Thursday, March 1, 2012


When Berlusconi entered politics back in 1993, most people thought that he would do for the Italian economy what Margaret Thatcher did for Britain’s in the 1980’s: namely, modernize it. There was good reason for optimism. With an economy long dominated by family run businesses and government bogged down by corruption, Italy elected Berlusconi knowing that he had created his own wealth by taking on the establishment. As an entrepreneur (he hates to be called a businessman) he built a media empire, a giant construction conglomerate, and resuscitated one of the greatest soccer clubs in the world, A.C. Milan. In a brilliant profile piece in The Atlantic, one of Berlusconi’s former colleagues tells the reporter that Berlusconi got into politics in order to prove his naysayers wrong.
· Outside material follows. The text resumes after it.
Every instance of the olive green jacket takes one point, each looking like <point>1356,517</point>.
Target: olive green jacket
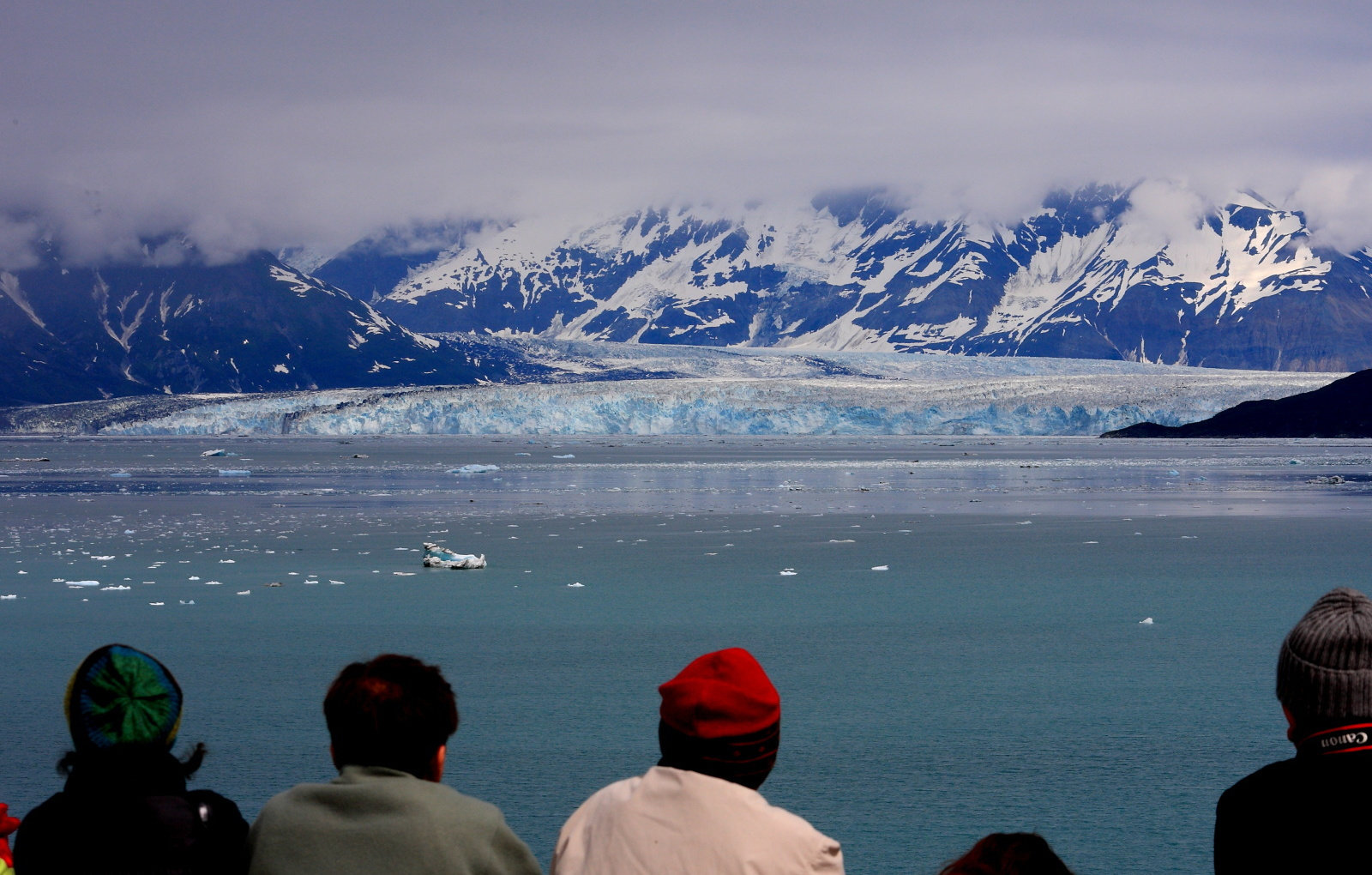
<point>372,819</point>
Motivation borne out of wanting to stick it to your detractors does not necessarily foreshadow success, as it turns out. By almost all measures, Berlusconi failed Italy. The big challenges faced by Italy when Berlusconi first became prime minister, like corruption, stagnant growth, an inflexible job market and debt, still bedevil the county. Last summer, besieged by an international bond market that was demanding budget cuts, he seemed incapable of making even small concessions to placate investors. While still ostensibly head of parliament, he has been relegated to playing a ceremonial role. And despite the barrage of negative publicity created by his relationships with young women, he seems to have no shame. He gleefully tells the author of the Atlantic article that he is a “playman,” not a playboy.